Spesialis penyakit dalam konsultan gastroenterologi-hepatologi dari Mayapada Hospital Jakarta Selatan, dr. Aru Ariadno, SpPD-KGEH, mengungkapkan bahwa terlalu banyak mengonsumsi daging dapat memicu berbagai masalah kesehatan.
"Yang harus diwaspadai adalah terjadinya hipertensi, mungkin peningkatan asam urat, penyakit asam urat, dan kadang-kadang ada beberapa kasus peningkatan kolesterol," kata dr. Aru.
Ia menjelaskan bahwa konsumsi garam berlebihan saat menyantap daging juga berpotensi menimbulkan gangguan kesehatan, terutama pada kelompok rentan seperti penderita diabetes, hipertensi, hingga kolesterol tinggi.

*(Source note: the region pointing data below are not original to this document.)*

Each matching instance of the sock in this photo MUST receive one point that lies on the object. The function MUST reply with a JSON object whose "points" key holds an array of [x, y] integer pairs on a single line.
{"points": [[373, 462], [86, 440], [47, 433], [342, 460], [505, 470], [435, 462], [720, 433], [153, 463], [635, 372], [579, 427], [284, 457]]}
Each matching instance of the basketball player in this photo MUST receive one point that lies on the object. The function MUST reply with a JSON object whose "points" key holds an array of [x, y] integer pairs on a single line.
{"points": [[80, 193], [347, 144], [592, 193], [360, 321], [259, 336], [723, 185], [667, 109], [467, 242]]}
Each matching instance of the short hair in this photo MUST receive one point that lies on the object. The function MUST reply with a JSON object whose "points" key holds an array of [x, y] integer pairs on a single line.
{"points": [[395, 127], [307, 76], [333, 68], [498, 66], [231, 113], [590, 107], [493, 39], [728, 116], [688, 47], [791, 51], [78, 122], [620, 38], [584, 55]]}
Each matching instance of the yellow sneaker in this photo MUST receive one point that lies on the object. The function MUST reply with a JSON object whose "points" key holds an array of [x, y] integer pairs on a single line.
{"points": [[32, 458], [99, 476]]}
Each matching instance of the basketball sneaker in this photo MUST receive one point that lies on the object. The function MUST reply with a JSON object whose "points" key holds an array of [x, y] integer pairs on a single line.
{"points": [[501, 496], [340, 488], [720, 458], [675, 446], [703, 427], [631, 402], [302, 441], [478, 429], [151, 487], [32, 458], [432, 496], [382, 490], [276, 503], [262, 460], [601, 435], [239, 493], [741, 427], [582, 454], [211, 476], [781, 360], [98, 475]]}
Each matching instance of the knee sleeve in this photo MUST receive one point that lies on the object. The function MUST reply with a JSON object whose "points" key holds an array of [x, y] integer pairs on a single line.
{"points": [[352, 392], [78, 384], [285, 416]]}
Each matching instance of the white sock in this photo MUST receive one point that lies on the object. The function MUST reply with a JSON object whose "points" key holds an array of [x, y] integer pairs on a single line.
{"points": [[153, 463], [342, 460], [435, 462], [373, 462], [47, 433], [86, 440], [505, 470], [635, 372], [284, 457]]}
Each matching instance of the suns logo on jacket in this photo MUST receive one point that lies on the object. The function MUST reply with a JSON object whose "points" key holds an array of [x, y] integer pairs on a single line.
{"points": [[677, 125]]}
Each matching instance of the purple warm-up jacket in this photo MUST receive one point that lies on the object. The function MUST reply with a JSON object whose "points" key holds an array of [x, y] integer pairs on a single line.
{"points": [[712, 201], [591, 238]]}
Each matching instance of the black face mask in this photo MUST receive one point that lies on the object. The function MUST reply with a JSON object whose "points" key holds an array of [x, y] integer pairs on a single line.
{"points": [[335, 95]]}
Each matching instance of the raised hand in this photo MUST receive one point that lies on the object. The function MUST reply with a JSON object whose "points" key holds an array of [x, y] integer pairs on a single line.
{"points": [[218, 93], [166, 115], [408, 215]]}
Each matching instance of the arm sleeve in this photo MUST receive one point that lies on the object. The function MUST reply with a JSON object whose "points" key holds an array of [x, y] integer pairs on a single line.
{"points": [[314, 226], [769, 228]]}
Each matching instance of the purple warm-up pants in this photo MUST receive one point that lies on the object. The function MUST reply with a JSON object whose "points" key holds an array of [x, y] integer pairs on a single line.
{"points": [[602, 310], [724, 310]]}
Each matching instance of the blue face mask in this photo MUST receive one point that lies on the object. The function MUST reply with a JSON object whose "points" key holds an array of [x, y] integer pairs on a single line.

Oleh karena itu, asupan daging kurban perlu diperhatikan dengan cermat.
Menurut dr. Aru, kunci utama untuk tetap sehat saat menyantap hidangan kurban adalah dengan menerapkan pola makan yang seimbang.
"Konsepnya adalah yang penting jangan berlebih. Makanlah seperti biasa, jangan berlebihan, dan perhatikan bagaimana cara memasaknya," ujarnya.Ia menyarankan untuk mengurangi penggunaan garam serta menghindari cara memasak yang berlebihan lemak. "Mungkin jangan terlalu asin, jangan dibuat dalam bentuk yang berlemak," tambahnya.
dr. Aru mencontohkan hidangan rendang yang populer di Indonesia. Ia tidak melarang konsumsi rendang, namun menyarankan untuk tidak terlalu banyak menggunakan santan dan minyak karena bersifat tinggi lemak.
"Hidangan dalam bentuk rendang, misalnya, bukan berarti tidak baik. Namun, jika dalam bentuk terlalu banyak santan, terlalu berlemak dan berminyak, hal ini bisa menyebabkan gangguan metabolik, seperti kolesterol yang meningkat, asam urat, ataupun hipertensi," tegasnya.
Ia pun menekankan pentingnya disiplin diri. Bagi mereka yang memiliki riwayat penyakit penyerta, sebaiknya membatasi atau menghindari konsumsi daging berlebihan.